#OrchidsandOnions: The power of emotional advertising
One of the toughest marketing sells in any product category is to sell a performance car to someone who is a fan of one of your rivals. Very seldom does it happen that any car fanatic will be tempted away from his or her favourite brand by advertising, so brands which try that route often waste their money.
On the other hand, cars are bought by ordinary people…and they become part of the lives of those ordinary people. They provide transport, sure, but they also provide a means to make memories. And, many are the car companies who have learned, the hard way, that you mess with a family favourite at your peril.
When you have taken the decision to stop production of a car which has become an icon, you’ve got to be especially clever in how you spin it… and how you take the fans with you, in anticipation - rather than disappointment and anger.
That’s exactly what Ford UK has done with a charming video to mark the “death” of the hugely well-liked Fiesta.
In line with the way the world is changing, Ford UK has recognised two things: that small, petrol-powered hatchbacks are yesterday’s automotive news. Families these days want SUVs and the world is moving toward electric vehicles.
Ford’s video is narrated by Grandad, as he reads to his grandson the story of My Little Family Car. From the child’s storybook intro, we see the various iterations of the car, which debuted in 1976 and was Ford’s first mass-production front-wheel-drive car and went on to become the global giant’s third-best seller in history.
It wasn’t a big car, it wasn’t a fancy car, the story goes, but it was a car for the people. It became part of the family
Grandad says it sometimes went fast (as in the successful rally cars) and sometimes it went slow (as when Mum fetched the kids). But, “It always, always went…”
But one day it didn’t. Not because it wouldn’t. Not because it couldn’t. But, says grandad, because its job was done.
They both say “thank you little car” and then “Goodnight Fiesta”, where the final scene is the old parked next to the new, which is plugged in. It’s the future.
What a wonderful, and emotional way to gently say out with the old and in with the new.
I may be a bit sentimental. Over the years, our family has made many emotional bonds with cars. And Ford has been one of the brands which is part of our family history – from my mother’s speed demon days in her brother’s Ford V8, to my first car (a Cortina GT), my sister’s first (an Escort 1300 Super) to the Fiesta we got for my daughter as a student car; right up to the newer Fiesta she now drives – and the most recent addition, the Kuga bought by my son and his wife.

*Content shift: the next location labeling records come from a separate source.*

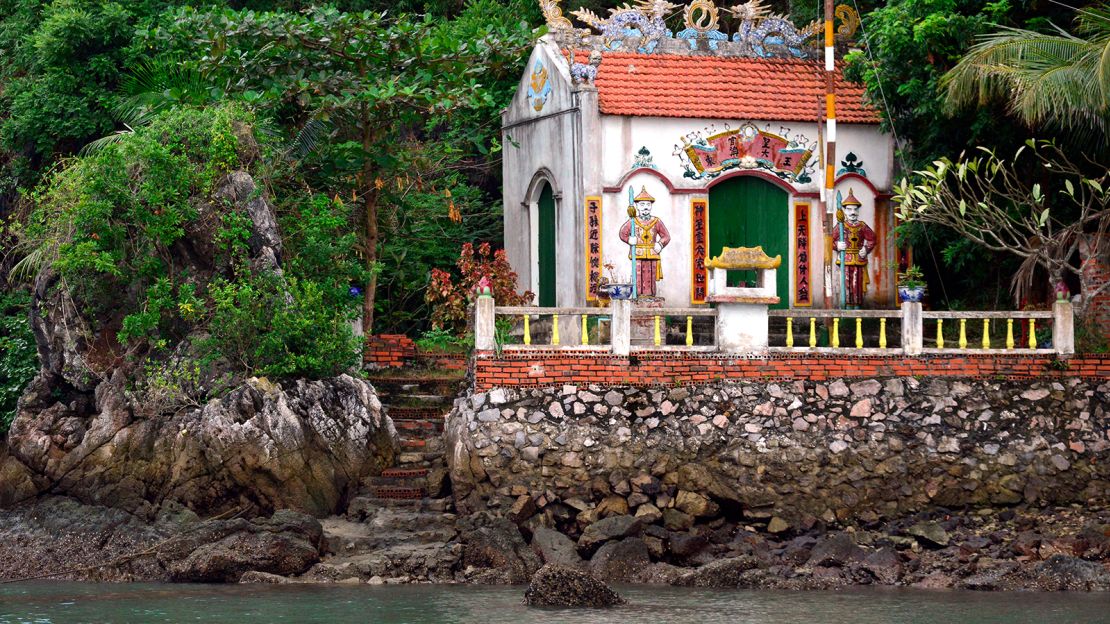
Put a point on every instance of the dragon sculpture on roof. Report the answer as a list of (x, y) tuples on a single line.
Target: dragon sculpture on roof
[(644, 20), (760, 33)]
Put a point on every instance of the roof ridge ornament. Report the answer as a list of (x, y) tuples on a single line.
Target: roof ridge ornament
[(643, 26)]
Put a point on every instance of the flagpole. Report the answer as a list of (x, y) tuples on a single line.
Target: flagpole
[(632, 239), (830, 126)]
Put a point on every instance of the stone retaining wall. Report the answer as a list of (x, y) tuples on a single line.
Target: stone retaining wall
[(799, 452)]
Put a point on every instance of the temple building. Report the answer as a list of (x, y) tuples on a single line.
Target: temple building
[(629, 141)]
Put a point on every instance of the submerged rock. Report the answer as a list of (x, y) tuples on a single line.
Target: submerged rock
[(264, 446), (559, 585), (61, 539), (496, 544), (1063, 572)]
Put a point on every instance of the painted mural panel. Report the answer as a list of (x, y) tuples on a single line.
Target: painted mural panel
[(854, 241), (646, 237), (803, 292), (540, 86), (746, 148), (699, 244)]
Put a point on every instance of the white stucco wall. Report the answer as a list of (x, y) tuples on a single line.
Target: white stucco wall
[(545, 146), (584, 153), (622, 139)]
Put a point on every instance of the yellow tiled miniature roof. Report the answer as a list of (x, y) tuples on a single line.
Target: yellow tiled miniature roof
[(743, 258)]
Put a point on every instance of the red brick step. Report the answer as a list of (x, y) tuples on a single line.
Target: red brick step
[(399, 493), (404, 473)]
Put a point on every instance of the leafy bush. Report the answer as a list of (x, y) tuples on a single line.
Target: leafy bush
[(450, 295), (439, 339), (115, 222), (19, 360)]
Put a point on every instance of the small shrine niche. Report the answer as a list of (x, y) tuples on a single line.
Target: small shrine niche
[(745, 259), (742, 311)]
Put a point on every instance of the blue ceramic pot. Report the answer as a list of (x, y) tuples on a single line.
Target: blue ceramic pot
[(619, 291), (912, 295)]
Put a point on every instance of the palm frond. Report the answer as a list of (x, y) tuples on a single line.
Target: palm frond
[(1051, 79)]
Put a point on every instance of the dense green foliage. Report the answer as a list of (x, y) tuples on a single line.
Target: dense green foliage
[(380, 152), (18, 359), (909, 46), (1051, 79), (112, 222)]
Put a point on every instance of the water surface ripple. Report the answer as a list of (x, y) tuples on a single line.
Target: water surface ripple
[(71, 603)]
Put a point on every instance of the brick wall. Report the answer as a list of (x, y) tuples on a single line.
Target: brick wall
[(1096, 272), (555, 368), (385, 351), (389, 350)]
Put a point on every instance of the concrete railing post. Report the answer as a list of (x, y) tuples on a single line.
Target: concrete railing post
[(912, 328), (621, 325), (1063, 328), (484, 326)]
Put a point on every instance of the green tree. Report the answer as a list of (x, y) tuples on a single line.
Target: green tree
[(1055, 79), (382, 88), (18, 358)]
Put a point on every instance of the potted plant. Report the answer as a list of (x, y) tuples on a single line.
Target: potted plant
[(911, 284), (617, 287)]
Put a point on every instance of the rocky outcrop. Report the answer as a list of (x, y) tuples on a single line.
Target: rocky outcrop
[(102, 428), (876, 449), (561, 585), (495, 544), (61, 539), (264, 446)]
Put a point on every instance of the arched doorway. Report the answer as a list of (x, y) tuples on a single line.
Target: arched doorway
[(747, 211), (545, 247)]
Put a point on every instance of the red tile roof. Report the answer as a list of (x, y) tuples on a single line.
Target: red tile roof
[(723, 88)]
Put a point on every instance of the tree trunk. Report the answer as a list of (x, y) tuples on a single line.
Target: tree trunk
[(371, 255)]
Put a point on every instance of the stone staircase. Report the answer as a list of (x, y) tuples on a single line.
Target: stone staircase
[(417, 401), (400, 527)]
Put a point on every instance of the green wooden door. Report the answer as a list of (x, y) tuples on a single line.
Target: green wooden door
[(749, 212), (546, 247)]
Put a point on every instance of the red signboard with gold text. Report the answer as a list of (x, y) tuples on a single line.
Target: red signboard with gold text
[(746, 148), (699, 244)]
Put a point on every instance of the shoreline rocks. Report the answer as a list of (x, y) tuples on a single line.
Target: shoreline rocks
[(686, 456), (559, 585), (264, 446)]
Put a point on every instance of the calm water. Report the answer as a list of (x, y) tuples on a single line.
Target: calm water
[(56, 603)]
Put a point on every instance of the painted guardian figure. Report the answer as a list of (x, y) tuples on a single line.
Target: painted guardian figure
[(855, 241), (648, 240)]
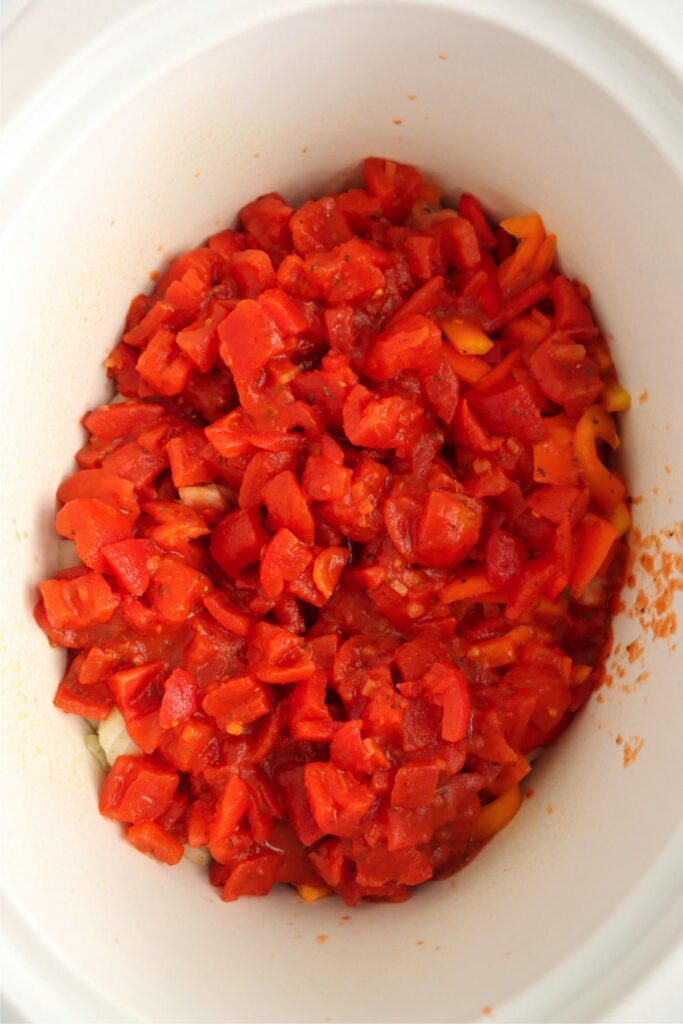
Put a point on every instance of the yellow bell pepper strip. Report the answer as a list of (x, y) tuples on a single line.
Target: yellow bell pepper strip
[(615, 398), (595, 424), (466, 336), (554, 460), (468, 368), (594, 538), (500, 650), (498, 814), (529, 229)]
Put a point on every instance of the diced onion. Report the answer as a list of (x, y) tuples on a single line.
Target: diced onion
[(114, 738)]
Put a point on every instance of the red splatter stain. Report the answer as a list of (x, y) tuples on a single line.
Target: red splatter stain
[(631, 750)]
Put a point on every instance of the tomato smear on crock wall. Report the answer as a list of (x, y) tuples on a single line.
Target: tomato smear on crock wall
[(349, 542)]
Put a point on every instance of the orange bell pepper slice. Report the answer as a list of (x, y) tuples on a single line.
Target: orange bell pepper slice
[(529, 229), (594, 538), (498, 814), (554, 460), (466, 336), (596, 424)]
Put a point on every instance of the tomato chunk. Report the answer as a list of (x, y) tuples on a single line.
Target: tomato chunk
[(349, 536)]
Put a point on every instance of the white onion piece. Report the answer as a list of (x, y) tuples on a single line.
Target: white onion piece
[(114, 738), (206, 496)]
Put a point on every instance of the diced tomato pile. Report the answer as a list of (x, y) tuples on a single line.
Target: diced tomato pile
[(348, 543)]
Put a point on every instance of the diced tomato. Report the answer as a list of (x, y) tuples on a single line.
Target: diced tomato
[(237, 702), (447, 528), (341, 570), (248, 339), (78, 603), (415, 343), (180, 698), (238, 540), (150, 838), (128, 561), (338, 802)]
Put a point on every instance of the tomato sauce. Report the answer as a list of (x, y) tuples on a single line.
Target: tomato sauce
[(348, 541)]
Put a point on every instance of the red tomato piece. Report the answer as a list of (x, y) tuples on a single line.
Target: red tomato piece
[(79, 603), (288, 507), (253, 877), (276, 655), (318, 224), (284, 558), (414, 343), (248, 339), (137, 790), (176, 589), (163, 366), (231, 805), (337, 800), (228, 613), (505, 558), (187, 466), (253, 271), (396, 186), (415, 784), (237, 702), (92, 524), (180, 698), (447, 528), (267, 222), (105, 486), (128, 562), (238, 540)]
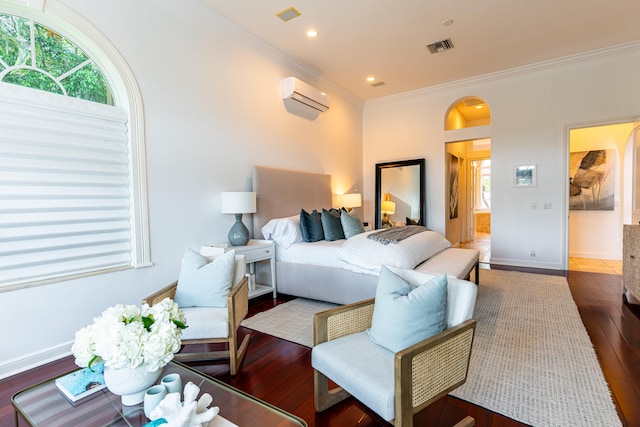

I make no apologies for sending the Orchid this week to Ford UK – this is going viral and we all know the Internet is no respecter of international boundaries. This is great advertising because it helps solidify the bond between the customer and the product. Make a strong emotional connection with your customer – and back that up with a reliable product – and the chances are good you’ll have them for life.
Well done, Ford.
While the e-tolls debacle showed the power of protest (after the longest consumer boycott in South African history), it was also a case study of how not to market a sensitive or possibly controversial product.
I have no idea which agencies advised the SA National Roads Agency (Sanral), but hopefully, they would have advised then CEO, the arrogant Nazir Alli, to go easy and gently…you catch more flies with honey than with vinegar, they should have told him. He would have ignored them anyway and in his know-it-all way, tried to force the projects down the throats of Gauteng motorists.
What you should have realised, Sanral and Alli, was that you were effectively proposing double taxation by getting people to pay again for road infrastructure they have already paid for through taxes.
What you should have done, slowly and years ahead of time, was to prepare people for what was coming by telling them South Africa was going to be on the international stage at World Cop 2010 and we should show everyone how we can be a First World nation.
Then, you should have gradually revealed to people that it would be their patriotic duty to fund these roads…. but with such low charges, they would barely notice. Putting up toll gantries and levying huge fees was not the way. Had you suggested to the public that a Gauteng-only fuel levy of 30 cents per litre would cover the costs, most people would have gone along with it. And, you would have paid off the roads by the end of 2020.
The lesson in the e-toll fiasco is that even governments have to market themselves to their citizens – and that marketing should not consist of running puff-piece adverts with photos of ministers. Engage marketing professionals to advise you – and we have plenty of them in this country.
To agencies pitching for government business – tell them straight. If you don’t chase the bucks, you could find yourself associated with any failures your client is involved in.
In the meantime, Sanral, you get the Onion for arrogance.